Ensuring both men and women have equal rights is not only defending a human right, it is helping to make the world a better place through the potential that women can offer.
On this day, the International Day of Women and Girls in Science
The ISO Members’ Gender Focal Point Network, launched today, brings together ISO members from around the world to contribute, discuss and share knowledge and best practices on promoting gender-inclusive cultures, and ensuring that standards respond to the needs of both men and women equally.
ISO Secretary-General Sergio Mujica said gender equality promotes economic stability and sustainable development, and standards play a fundamental role in that.
“ISO is fully committed to ensuring standards are gender-responsive. Women’s contribution to the development of ISO standards is essential in order to meet the needs of the people and societies that use them,” he said.
“At ISO, we are proud of the role that women play on our governing board, in senior roles at our Central Secretariat and in all of our committees, including those in the scientific sector such as microbiology and artificial intelligence.”

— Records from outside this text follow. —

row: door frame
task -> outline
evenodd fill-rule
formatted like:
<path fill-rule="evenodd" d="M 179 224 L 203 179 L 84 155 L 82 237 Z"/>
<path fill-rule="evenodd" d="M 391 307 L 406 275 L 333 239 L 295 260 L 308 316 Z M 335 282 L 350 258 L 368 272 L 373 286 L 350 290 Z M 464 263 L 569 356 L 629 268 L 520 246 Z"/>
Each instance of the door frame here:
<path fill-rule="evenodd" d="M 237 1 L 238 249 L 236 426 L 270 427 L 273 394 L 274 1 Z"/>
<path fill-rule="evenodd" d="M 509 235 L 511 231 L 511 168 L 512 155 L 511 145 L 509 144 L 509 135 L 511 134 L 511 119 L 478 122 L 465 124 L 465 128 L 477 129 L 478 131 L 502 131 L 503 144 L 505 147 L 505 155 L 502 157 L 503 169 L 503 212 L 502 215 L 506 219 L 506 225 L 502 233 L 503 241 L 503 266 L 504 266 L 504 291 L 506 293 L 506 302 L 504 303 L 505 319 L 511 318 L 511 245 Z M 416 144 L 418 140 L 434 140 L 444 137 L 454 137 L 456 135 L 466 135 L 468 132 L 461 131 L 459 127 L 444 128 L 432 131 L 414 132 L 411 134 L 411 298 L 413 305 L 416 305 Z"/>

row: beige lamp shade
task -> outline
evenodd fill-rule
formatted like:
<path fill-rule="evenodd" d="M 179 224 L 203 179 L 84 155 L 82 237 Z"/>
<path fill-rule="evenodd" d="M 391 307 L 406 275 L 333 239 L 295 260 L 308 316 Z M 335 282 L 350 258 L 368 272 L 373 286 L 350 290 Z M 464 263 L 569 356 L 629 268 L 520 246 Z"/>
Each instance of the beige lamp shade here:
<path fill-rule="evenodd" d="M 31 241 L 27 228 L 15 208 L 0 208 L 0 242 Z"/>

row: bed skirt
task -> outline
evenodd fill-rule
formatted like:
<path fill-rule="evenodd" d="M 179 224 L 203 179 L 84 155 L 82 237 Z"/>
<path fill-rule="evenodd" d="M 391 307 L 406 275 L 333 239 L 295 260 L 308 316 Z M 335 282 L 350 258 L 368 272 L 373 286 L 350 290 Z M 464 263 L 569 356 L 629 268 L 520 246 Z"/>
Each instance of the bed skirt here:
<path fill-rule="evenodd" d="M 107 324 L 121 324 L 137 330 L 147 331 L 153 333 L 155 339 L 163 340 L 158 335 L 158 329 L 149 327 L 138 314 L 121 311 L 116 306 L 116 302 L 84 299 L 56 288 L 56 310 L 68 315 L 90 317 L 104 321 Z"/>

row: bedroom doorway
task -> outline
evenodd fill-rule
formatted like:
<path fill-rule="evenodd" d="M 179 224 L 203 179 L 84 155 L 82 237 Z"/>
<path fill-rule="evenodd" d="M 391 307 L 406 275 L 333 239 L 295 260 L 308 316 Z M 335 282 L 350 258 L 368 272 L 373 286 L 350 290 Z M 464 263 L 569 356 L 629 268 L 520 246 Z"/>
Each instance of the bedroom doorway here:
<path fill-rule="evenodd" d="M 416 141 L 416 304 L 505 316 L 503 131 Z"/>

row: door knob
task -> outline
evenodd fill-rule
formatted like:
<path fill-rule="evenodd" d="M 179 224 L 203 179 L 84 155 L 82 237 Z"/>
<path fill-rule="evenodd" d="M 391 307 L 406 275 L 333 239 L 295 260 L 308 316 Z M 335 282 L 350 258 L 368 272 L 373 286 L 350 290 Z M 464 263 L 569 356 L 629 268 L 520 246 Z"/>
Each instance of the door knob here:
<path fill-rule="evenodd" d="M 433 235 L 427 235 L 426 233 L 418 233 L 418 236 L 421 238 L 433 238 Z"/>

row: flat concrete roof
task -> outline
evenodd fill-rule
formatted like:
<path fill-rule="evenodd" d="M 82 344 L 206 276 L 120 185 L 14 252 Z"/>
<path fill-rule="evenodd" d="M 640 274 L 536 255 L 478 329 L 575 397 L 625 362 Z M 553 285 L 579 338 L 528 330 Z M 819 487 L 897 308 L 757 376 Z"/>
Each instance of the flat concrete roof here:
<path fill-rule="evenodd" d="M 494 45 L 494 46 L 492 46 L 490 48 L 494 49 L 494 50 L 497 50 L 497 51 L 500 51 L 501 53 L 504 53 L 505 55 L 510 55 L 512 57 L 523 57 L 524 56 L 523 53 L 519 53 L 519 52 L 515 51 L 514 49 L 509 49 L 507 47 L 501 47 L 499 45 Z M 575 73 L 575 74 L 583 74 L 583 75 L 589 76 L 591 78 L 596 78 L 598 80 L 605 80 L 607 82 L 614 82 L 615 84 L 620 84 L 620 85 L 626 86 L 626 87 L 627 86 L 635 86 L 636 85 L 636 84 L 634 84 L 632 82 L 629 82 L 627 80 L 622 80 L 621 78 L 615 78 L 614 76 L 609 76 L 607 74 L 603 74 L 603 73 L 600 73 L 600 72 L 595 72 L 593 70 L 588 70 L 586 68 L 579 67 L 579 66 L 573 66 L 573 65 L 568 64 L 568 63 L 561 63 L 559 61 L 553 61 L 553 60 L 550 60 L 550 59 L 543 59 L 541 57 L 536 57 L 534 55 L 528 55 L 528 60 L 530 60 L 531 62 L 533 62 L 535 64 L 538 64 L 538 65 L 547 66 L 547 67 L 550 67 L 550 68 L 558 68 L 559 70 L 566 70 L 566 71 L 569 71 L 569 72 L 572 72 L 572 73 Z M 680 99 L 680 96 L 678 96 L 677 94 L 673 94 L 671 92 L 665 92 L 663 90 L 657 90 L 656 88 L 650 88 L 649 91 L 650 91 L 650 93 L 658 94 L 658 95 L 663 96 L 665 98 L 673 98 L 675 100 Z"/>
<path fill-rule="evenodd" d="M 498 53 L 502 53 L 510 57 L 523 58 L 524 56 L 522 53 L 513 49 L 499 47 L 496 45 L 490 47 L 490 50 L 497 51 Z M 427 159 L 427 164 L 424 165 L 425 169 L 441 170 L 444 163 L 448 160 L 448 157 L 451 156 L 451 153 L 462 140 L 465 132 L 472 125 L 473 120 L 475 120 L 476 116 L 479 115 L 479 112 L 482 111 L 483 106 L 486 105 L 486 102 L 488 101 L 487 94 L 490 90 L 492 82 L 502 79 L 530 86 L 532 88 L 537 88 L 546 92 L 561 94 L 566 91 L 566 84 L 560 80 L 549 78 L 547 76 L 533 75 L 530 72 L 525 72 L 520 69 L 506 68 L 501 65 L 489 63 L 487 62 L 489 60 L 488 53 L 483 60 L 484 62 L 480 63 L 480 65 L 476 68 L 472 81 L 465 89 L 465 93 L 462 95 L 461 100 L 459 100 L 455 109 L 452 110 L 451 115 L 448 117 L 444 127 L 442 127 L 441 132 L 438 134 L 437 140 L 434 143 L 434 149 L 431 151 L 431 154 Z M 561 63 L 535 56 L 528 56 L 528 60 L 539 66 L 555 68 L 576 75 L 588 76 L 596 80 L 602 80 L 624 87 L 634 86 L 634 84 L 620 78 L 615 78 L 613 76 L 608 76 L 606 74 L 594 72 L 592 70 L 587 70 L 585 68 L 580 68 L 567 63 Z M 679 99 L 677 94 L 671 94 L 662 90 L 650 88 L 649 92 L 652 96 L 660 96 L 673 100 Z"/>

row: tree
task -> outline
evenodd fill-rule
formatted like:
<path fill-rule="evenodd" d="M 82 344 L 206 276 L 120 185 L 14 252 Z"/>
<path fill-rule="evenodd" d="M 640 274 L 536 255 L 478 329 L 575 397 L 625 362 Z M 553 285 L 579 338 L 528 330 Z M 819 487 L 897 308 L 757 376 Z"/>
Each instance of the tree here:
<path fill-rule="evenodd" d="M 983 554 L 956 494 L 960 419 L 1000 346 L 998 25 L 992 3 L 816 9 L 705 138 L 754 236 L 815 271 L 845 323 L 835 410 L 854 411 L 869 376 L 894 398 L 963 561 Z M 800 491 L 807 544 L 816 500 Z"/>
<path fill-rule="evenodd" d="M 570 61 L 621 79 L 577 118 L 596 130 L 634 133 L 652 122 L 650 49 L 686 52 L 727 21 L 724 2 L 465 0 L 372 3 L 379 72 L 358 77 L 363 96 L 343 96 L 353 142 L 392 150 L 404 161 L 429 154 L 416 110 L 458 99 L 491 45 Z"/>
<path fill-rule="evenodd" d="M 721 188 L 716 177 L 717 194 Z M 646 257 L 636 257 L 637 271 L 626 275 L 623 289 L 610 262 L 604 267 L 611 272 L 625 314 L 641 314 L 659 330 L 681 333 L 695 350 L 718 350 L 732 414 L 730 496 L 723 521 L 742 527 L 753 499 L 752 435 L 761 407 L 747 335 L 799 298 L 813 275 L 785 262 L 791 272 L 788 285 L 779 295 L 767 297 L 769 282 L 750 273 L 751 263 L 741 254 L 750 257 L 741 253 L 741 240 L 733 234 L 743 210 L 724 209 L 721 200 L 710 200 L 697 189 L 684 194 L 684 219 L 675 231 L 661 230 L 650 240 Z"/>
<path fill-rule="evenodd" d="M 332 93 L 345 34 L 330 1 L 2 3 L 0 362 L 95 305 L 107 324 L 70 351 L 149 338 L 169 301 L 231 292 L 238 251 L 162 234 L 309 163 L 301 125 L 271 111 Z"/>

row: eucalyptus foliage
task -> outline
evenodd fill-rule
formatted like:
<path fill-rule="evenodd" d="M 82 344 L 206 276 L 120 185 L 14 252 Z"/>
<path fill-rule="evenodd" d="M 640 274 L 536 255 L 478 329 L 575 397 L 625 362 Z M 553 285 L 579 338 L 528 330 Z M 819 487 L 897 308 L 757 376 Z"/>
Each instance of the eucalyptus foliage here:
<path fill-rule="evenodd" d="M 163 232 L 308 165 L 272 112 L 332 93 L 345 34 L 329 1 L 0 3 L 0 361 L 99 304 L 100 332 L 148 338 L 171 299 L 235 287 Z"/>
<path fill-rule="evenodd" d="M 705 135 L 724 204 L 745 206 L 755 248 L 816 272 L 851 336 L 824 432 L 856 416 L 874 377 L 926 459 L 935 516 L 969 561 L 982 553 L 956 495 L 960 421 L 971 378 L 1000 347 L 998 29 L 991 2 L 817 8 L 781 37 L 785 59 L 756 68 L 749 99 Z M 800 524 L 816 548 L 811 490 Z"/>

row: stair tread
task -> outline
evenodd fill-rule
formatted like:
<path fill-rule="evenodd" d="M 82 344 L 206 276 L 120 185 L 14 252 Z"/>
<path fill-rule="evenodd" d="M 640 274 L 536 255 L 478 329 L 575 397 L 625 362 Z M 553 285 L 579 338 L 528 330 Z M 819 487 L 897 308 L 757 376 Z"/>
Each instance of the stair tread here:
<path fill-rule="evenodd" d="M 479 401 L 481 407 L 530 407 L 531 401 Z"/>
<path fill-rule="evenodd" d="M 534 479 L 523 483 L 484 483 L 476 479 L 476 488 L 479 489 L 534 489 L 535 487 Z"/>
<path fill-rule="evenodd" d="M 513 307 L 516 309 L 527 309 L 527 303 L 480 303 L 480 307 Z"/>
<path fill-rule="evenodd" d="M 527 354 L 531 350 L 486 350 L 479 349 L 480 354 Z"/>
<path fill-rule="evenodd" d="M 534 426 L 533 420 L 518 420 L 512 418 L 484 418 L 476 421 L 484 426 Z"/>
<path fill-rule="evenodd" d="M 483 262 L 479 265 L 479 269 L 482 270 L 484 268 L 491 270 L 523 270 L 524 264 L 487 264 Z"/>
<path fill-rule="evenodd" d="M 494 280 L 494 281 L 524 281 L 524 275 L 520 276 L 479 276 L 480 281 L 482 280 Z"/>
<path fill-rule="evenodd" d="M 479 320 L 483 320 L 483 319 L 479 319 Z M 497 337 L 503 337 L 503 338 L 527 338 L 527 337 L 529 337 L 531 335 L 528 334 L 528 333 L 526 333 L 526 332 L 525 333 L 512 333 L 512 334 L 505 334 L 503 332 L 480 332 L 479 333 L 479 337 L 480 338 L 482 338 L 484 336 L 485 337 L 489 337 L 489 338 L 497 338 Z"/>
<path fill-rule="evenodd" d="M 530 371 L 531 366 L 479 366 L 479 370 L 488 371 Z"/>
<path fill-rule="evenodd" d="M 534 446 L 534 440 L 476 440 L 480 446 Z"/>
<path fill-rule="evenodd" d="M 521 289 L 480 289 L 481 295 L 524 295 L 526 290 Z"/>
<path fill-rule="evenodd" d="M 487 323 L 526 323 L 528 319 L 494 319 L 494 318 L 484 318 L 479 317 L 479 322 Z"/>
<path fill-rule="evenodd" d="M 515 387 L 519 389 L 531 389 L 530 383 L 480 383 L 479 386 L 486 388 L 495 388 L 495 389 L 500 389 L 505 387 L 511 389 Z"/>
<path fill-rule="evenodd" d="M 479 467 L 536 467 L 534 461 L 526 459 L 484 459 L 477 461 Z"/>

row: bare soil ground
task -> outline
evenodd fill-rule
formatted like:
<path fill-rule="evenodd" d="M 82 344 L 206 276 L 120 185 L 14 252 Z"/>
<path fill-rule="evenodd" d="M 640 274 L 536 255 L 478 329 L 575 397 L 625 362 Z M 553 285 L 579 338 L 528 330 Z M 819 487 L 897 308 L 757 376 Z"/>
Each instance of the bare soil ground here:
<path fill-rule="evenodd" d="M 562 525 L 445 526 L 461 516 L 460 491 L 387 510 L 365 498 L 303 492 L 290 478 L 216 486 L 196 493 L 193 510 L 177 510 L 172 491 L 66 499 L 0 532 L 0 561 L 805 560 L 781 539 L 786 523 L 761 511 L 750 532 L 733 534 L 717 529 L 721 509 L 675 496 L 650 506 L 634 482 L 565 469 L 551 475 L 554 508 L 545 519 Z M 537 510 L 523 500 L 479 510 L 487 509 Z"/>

Kylie Schumacher, Manager of technical committee ISO/TC 272, Forensic sciences
“The forensic science committee is comprised of a large number of brilliant and inspiring women providing their expertise on the international stage,” she said.
“I am extremely proud to be involved in a community that champions diversity and equality, and I look forward to working alongside even more young professional women in the standardization space in the years to come.”
Gender equality is also a key component of social responsibility, and the empowerment of women and their equality in society is underlined in ISO 26000, Guidance on social responsibility. It is also the basis of United Nations Sustainable Development Goal No 5, which aims to achieve gender equality and empower all women and girls.